The Centre-Left Grassroots Alliance took every single place available on the National Executive Committee – all six – but this Akehurst person is trying to spin it into a failure for them.
He’s having to say that Ann Black – who stood on the CLGA ticket – will not support that side. That’s a suggestion that she stood under false pretences and it will be interesting to see how she responds.
And he seems to think long-serving trade union representatives might support the party’s far right element. That would be an interesting departure!
But his words come as a useful reminder that Labour’s reformers cannot take anything for granted.
There’s a long way to go before the party returns to its original mission, and we will all need to be vigilant against disruption by the right-wing elements that seem determined to sow dissent.
For example: This Akehurst person. Wasn’t he preaching nonsense about giving the left “a good kicking” a while ago?
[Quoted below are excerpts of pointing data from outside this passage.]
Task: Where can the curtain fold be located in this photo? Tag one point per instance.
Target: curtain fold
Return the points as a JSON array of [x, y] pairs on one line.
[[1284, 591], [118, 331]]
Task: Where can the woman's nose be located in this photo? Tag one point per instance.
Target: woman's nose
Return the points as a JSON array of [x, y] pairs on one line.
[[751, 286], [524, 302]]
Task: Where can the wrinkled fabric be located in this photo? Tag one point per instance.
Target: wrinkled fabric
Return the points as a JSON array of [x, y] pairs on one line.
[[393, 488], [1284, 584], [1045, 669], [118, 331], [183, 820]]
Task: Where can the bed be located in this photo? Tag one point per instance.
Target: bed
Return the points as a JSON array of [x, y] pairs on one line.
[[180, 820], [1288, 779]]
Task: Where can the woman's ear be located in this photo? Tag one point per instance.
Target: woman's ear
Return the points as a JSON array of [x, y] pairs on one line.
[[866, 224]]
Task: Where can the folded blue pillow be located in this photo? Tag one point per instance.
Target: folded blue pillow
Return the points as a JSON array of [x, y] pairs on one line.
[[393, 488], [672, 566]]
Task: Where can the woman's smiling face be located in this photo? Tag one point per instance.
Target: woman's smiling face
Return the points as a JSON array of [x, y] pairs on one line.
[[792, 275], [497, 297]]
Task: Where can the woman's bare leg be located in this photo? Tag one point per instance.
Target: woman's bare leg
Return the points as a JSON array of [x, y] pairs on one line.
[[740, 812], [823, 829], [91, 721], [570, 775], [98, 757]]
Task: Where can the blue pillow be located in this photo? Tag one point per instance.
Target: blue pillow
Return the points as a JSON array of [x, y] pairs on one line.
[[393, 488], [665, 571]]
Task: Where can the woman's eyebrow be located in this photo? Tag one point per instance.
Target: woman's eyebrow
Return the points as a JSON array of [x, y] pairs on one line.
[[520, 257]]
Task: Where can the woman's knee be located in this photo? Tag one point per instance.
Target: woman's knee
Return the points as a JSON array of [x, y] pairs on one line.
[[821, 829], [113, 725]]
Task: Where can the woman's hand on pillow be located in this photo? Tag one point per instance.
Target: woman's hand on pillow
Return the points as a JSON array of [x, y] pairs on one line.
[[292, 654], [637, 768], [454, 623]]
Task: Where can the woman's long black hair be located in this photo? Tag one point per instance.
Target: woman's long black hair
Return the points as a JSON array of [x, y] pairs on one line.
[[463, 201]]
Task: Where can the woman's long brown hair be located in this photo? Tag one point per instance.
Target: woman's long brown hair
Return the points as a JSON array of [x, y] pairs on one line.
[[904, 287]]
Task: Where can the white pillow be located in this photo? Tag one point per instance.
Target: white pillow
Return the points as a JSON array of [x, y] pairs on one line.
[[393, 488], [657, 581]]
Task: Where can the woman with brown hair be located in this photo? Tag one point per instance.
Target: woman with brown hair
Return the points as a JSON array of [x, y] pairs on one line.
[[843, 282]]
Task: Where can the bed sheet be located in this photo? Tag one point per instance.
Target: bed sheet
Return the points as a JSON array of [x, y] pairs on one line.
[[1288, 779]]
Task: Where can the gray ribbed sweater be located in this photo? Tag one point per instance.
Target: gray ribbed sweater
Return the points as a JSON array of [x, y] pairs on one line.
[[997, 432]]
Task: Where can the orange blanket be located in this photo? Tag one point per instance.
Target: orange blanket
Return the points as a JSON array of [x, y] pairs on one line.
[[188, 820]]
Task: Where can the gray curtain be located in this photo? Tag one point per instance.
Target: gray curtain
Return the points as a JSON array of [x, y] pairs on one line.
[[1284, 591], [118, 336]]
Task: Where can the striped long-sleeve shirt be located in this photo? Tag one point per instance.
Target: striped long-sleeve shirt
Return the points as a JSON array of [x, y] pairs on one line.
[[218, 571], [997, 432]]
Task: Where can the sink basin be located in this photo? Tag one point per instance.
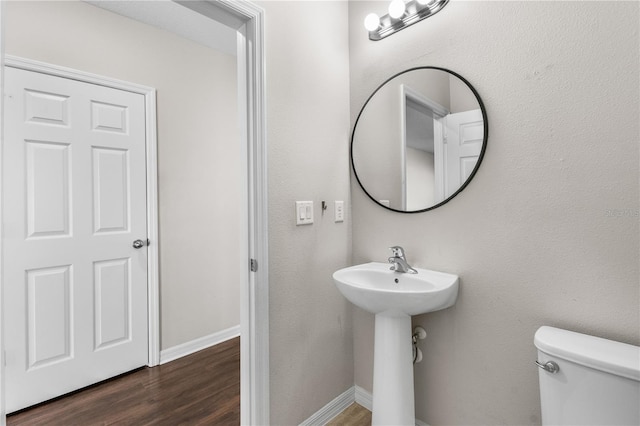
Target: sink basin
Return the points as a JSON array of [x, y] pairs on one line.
[[394, 297], [377, 289]]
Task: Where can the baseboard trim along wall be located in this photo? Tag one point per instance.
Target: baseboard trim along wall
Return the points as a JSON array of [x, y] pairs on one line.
[[342, 402], [332, 409], [184, 349]]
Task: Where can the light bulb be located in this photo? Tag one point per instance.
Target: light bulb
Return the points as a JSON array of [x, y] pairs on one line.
[[396, 9], [372, 22]]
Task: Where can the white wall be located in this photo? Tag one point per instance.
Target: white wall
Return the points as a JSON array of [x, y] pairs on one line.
[[307, 89], [198, 147], [532, 237]]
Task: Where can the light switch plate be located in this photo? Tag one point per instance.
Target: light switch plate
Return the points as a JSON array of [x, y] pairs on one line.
[[304, 212], [339, 211]]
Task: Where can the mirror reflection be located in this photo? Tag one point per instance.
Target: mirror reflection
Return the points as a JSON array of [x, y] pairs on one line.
[[418, 139]]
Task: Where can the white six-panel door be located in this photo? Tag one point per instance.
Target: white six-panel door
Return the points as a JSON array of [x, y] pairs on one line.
[[464, 135], [74, 189]]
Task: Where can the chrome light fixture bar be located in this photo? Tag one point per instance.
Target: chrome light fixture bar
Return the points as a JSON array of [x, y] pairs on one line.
[[401, 15]]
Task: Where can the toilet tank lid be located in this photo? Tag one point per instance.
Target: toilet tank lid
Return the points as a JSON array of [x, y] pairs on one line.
[[601, 354]]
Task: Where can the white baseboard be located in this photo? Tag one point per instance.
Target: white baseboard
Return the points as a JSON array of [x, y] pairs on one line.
[[332, 409], [184, 349], [364, 398], [342, 402]]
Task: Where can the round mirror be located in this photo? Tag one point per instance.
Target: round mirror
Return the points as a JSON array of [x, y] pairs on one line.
[[419, 139]]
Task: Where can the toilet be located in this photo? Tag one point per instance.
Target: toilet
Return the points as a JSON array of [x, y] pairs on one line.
[[586, 380]]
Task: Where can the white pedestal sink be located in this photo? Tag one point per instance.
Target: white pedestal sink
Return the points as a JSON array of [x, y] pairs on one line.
[[393, 297]]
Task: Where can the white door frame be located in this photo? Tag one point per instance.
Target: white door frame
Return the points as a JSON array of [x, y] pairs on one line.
[[439, 114], [248, 20]]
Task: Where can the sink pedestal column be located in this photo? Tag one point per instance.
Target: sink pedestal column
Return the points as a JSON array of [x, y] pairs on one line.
[[393, 402]]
Is this really the sort of person who should be writing in LabourList?
The triumph of the left slate in elections to Labour’s ruling body has not handed complete control to Jeremy Corbyn and his allies, a leading centrist insists today.
Luke Akehurst, who lost his place on the national executive committee (NEC) this week despite more than doubling his vote, says there is a “net change of just one seat” and denies claims that Corbynistas now permanently hold the upper hand.
The results, declared on Monday evening, showed all of the candidates on the left wing Centre Left Grassroots Alliance (CLGA) slate – supported by the Campaign for Labour Party Democracy (CLPD) and Momentum – were elected, while nobody from the Progress and Labour First slate made it on.
Akehurst goes on to highlight the role of long-serving trade union representatives as well as NEC members such as Ann Black, who has strong support on the left but is not considered a Corbynista.
“Contrary to some of the online and media reaction, this does not give full control of the NEC to Corbyn. There is a net change of just one seat as the PLP section saw a seat go from left to right”, he writes.
“When the new NEC takes office after Annual Conference, the solid vote for the Hard Left will be 16 if they all turn up, with 17 others. Thus NEC meetings will continue to be finely balanced and hinge on the personal decisions of the more independent-minded members like Ann Black, and the stance taken by the GMB and Unison. Moderates will win some votes and lose others just like we did in the pre-leadership election meeting.”